The goal is to eliminate the mosquito-borne viral hemorrhagic disease on the continent.

"With one injection we can protect a person for life against this dangerous pathogen," said World Health Organization (WHO) head Tedros Adhanom Ghebreyesus in Nigeria's capital Abuja. "This unprecedented commitment by countries will ensure that by 2026 Africa is free of yellow fever epidemics."

Read more:  What you need to know about yellow fever

Angola Markt in Luanda (picture-alliance/dpa/J. de Raeymaeker)

Yellow fever can spread quickly in dense urban areas.

The Eliminate Yellow fever Epidemics — or EYE strategy — is backed by African health ministers, WHO, the UN Children's Fund (UNICEF), Gavi and more than 50 partners.

Almost half those who will be vaccinated are children.
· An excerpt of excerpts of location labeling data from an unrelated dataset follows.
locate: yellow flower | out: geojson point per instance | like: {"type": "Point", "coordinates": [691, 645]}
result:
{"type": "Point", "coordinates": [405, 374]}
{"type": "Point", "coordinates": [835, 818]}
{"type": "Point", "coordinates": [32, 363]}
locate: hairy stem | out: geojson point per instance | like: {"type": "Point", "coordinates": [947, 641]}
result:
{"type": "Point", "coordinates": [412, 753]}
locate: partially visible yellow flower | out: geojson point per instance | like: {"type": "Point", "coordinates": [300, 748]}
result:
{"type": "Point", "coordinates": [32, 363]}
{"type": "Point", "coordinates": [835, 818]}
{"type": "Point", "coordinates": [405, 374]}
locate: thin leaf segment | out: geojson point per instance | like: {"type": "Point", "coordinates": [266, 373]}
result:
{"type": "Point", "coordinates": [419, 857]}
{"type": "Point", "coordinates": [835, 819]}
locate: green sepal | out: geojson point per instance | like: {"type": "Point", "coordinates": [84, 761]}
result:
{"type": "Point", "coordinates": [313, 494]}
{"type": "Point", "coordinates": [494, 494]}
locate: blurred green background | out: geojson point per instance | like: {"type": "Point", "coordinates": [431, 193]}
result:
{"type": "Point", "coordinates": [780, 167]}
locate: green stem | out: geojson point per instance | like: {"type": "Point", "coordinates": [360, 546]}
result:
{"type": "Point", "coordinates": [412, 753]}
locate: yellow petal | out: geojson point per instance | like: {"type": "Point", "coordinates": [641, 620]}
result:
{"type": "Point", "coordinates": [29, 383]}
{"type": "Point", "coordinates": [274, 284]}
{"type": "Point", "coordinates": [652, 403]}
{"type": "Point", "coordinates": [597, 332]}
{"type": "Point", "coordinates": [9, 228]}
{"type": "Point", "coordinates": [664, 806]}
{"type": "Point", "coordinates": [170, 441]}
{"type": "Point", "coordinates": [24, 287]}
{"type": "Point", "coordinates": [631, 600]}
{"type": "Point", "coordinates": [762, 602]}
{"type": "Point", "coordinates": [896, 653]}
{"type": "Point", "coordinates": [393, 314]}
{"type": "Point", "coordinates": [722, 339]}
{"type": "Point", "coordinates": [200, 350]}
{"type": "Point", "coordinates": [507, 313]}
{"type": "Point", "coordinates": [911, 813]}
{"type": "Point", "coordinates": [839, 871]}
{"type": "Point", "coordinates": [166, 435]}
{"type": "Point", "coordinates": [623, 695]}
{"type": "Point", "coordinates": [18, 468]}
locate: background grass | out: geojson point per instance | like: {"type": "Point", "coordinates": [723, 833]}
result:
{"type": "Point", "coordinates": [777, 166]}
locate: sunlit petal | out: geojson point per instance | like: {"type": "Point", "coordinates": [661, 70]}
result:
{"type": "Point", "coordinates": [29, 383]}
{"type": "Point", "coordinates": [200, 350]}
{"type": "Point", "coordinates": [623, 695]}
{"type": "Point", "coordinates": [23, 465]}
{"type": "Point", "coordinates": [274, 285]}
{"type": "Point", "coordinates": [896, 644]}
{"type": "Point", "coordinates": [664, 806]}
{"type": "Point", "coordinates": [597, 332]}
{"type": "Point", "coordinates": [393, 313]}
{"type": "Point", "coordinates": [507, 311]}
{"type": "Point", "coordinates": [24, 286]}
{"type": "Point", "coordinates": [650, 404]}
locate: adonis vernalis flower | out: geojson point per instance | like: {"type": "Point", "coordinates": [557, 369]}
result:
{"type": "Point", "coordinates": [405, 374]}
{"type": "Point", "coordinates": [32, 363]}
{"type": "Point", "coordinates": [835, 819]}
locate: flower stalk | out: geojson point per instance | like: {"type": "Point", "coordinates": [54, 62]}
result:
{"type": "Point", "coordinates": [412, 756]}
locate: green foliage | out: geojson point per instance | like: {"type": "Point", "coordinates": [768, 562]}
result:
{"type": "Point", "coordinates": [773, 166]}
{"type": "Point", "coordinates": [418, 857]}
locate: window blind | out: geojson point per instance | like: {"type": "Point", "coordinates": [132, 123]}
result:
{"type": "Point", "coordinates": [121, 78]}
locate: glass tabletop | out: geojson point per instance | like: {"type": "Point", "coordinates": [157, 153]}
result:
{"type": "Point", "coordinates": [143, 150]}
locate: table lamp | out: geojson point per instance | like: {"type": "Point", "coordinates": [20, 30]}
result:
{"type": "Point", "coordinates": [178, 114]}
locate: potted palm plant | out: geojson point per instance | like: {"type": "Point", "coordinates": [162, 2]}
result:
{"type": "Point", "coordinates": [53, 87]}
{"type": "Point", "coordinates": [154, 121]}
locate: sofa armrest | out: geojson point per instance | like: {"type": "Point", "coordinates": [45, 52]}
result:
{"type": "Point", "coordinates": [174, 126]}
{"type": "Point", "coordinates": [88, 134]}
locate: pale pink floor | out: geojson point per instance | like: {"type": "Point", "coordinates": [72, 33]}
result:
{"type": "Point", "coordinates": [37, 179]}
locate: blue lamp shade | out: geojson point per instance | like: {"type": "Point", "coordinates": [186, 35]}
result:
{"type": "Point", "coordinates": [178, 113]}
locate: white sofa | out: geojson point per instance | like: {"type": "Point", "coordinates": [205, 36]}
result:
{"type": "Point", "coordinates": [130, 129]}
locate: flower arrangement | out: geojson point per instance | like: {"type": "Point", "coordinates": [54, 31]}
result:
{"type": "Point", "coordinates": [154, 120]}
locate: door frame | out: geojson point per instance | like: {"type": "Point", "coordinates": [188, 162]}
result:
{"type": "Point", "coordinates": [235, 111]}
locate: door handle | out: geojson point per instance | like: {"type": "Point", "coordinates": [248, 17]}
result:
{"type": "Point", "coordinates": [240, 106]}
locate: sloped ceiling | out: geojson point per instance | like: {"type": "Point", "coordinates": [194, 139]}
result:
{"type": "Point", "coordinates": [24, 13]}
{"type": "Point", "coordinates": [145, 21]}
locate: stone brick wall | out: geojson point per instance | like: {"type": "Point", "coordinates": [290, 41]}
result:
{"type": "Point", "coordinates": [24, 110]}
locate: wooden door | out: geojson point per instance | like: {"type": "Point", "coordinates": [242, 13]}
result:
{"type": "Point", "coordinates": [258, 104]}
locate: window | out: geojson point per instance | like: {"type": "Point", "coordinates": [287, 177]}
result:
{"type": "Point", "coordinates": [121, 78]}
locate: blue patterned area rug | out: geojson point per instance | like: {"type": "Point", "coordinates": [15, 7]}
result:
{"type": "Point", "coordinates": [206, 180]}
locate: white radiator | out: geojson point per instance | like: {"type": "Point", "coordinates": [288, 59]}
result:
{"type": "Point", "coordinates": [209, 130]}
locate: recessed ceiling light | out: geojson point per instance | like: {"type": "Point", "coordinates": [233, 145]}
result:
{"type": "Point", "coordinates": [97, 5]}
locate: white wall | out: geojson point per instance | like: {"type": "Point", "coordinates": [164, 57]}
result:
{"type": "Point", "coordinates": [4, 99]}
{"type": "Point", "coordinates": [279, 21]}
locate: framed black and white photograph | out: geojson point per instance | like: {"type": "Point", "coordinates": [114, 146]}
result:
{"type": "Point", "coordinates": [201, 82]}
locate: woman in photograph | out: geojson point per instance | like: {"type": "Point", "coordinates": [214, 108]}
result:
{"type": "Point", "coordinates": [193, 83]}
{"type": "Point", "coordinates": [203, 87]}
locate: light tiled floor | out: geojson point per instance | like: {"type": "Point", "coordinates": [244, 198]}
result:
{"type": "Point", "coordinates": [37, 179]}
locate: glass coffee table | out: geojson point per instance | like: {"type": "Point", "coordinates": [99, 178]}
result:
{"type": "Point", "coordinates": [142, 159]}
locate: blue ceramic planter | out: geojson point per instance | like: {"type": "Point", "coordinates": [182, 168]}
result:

The mass vaccination plan comes after yellow fever outbreaks in densely population areas of Angola and the Democratic Republic of Congo killed some 400 people in 2016.

The risk of yellow fever outbreaks has increased due to population movements, urbanization and rising mosquito populations in urban areas triggered by climate change. 

Read more: Brazil's Rio state to vaccinate population against yellow fever 

Yellow fever epidemics occur when infected people bring the virus to heavily population areas with high mosquito density. It can also spread internationally.

According to the UN, efforts to eliminate yellow fever in the past have been successful.

A mass vaccination campaign in West Africa after yellow fever outbreaks in West Africa effectively eliminated the disease there.

There are about 200,000 cases of yellow fever every year, causing some 30,000 deaths, about 90 percent in Africa, according to WHO.